In 1949, Mr Mintoff had forced a crisis in the Labour Party and was elected leader instead of Dr Boffa. The Labour Party spent the next six years in opposition and the Malta Workers Party joined the Nationalist Party in a series of weak coalition governments.

Dr Vella insisted the split between Mintoffjani and Boffisti was not the parting of ways between two personality cults, even though the two leaders had very different personal styles.

Neither was it an ideological difference, he added.

“The split was based on two very different political strategies,” Dr Vella said, and with the Labour Party’s electoral victory of 1955, “the fusion of meanings between Mintoffianism and Labour was effectively complete”.

Later on the word Mintoffian was used to emphasise adherence to Mr Mintoff’s determination to set Malta on a path of economic and social development that would lead it out of its state of abject backwardness, according to Dr Vella.

Mintoffianism was also used to describe the economic policies adopted in the 1970s by the Labour governments of the time that included nationalising the banks, the state’s direct involvement in setting up companies, imposing import controls to protect industry and creating quasi-military worker corps to employ people in what were supposed to be productive activities.

This economic philosophy was not unique to Malta despite its Mintoffian branding, according to economist Lino Briguglio, who formed part of the Labour Party national executive but was expelled in 1977.

“His economic style of government is now passé and was based on the assumption that government knows better than the private sector.

“This type of economic ideology was common during the 1970s and the 1980s all over the world,” Prof.

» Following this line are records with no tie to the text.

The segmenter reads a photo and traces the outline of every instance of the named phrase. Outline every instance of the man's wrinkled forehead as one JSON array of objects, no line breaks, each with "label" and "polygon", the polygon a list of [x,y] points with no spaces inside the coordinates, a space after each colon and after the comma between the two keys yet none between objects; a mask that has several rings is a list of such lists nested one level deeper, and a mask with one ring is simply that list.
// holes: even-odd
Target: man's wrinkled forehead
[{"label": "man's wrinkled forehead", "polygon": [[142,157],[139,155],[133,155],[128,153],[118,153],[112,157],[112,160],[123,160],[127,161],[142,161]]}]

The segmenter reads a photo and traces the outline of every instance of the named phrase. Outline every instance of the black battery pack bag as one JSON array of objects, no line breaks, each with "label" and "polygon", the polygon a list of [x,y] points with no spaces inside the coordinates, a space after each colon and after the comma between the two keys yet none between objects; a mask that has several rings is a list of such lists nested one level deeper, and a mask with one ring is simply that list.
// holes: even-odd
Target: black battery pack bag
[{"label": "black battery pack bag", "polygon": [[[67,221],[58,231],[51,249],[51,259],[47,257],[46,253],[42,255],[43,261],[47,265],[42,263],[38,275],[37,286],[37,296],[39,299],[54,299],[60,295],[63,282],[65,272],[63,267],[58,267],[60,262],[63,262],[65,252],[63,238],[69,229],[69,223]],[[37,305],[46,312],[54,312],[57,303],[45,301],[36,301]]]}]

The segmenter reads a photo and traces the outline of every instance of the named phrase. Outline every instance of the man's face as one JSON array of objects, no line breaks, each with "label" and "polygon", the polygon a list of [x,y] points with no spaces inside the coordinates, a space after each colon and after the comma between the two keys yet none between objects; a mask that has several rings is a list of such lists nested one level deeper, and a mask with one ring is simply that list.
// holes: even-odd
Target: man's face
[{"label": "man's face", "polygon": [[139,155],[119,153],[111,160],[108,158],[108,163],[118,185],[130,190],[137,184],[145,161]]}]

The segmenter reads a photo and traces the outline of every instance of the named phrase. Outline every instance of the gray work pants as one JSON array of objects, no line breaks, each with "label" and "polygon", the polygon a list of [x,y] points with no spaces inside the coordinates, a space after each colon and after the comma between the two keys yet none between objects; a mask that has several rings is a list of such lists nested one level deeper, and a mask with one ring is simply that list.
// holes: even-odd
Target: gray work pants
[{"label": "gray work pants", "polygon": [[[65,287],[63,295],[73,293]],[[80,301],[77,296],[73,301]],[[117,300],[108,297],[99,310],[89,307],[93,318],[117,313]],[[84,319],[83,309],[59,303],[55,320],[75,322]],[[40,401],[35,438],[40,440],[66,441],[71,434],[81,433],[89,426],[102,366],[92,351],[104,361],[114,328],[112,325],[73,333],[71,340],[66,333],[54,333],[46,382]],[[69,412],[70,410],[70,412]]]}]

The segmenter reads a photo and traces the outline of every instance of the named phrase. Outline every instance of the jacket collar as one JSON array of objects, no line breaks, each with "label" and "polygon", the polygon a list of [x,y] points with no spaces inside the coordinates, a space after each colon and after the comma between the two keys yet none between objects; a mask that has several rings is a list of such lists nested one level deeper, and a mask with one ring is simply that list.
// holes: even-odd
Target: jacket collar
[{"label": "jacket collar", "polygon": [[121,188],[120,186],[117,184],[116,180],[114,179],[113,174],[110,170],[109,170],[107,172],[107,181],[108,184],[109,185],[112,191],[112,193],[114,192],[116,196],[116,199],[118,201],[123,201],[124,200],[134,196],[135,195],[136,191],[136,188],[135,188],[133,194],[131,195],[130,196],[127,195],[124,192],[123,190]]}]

Briguglio said.

But Mr Mintoff was also a social reformer, he added. Without him Malta would still be a backward country as far as civil rights and the separation of Church and state were concerned.

The social reforms of the 1970s are a lasting legacy to the man, but for others, Mintoffianism will always be another word for bullying and violence.

A trait borne out of circumstances, which saw Mr Mintoff in his earlier years taking on the British colonialists and the Church’s hegemony on social norms, it later became a way of bulldozing change in the first post-independence Labour governments of the 1970s and 1980s.

The violence culminated in the 1979 Black Monday events when then Opposition leader Eddie Fenech Adami’s house was ransacked and his wife beaten in front of their children. It was also the day The Times building in Valletta was gutted by Labour supporters.

It is this unsavoury legacy that dragged on into the 1980s that the Labour Party tried to bury when Alfred Sant was elected leader in the 1990s. He cut loose the violent elements.

Prof. Briguglio acknowledged Mr Mintoff’s biggest weakness as Prime Minister was that he lost control over his violent followers.

“Mintoff sometimes had nasty moods, and as he was rash in his decisions, some were taken in such moods, with disastrous results,” Prof. Briguglio said.

It is unlikely Mintoffianism will ever enter the books as an ideology. It was more akin to the personality cult of a big man in a small country.

But whatever label or definition it is given, the word has transcended the very nature of the man who inspired it and today means different things to different people... and that is very true to Mr Mintoff’s legacy.